REST Data Server
The REST Data server exposes an API to interact with industrial data, providing access to applications that need to make requests for data on demand. The API exposes connection inputs and outputs and instances as well as pipelines.
Pipelines provide a way to build out your own API, where each Pipeline can perform specific operations, like getting machine state, retrieving historical data, changing set points, etc. This is a powerful approach, as the API can remain the same between multiple factories, but the pipeline plumbing can change depending on the specific solutions in each factory. For example, maybe CreateWorkOrder in one factory routes to Maximo’s REST interface and in another interacts with SQL.

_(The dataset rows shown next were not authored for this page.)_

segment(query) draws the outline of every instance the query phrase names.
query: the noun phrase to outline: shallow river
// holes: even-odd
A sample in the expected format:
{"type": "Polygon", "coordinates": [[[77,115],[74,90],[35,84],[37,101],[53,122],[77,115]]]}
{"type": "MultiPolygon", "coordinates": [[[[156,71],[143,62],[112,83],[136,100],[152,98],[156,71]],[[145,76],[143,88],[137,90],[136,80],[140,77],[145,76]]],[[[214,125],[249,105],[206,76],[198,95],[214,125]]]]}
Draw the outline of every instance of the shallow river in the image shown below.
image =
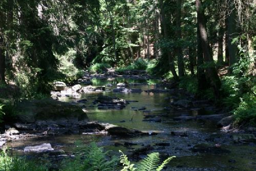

Enable the REST Data Server
To enable the REST Data server do the following:
- Go to Settings under Manage in the main menu
- Enable HTTPS (recommended). By default, this will use a self-signed certificate
- Keep Allow Anonymous disabled unless you’d like read only operations like getting the list of available pipelines to not require login
- Leave Allow Login Authentication disabled unless you’d like to enable the use of username/password based authentication. We recommend using the default bearer token authentication
Getting an Auth Token
By default, the REST Data server requires bearer token authentication. To create a token do the following:
- Navigate to Manage | Users
- Select an existing or create a new user to assign the API token to
- Select API Keys
- Select New API Key
- Name the key and select Create
- Copy the API Key before navigating away. API keys are only shown once
API Documentation
The easiest way to explore the API is by opening the swagger documentation using default URL http://localhost:8885/data/doc once the REST Data Server is enabled.
API Trigger Pipelines
For a pipeline to be visible from the REST Data Server, it must have an enabled API Trigger. These pipelines must also use Return and Error stages to control what gets returned to the API caller. Below is a simple example of a pipeline to create a maintenance work order that takes a machineID and message and is exposed over the REST Data Server.
Below is an example of using Postman to call this pipeline. Note the payload includes the API Trigger parameters, and the bearer token was copied into the Authorization section of postman.
Controlling HTTP Response Codes
In some cases it’s important to control the HTTP response code returned to the caller. To do this use a Transform stage and set the event metadata as shown.
Note that Return stages will return 200 by default, and pipeline errors will return 400.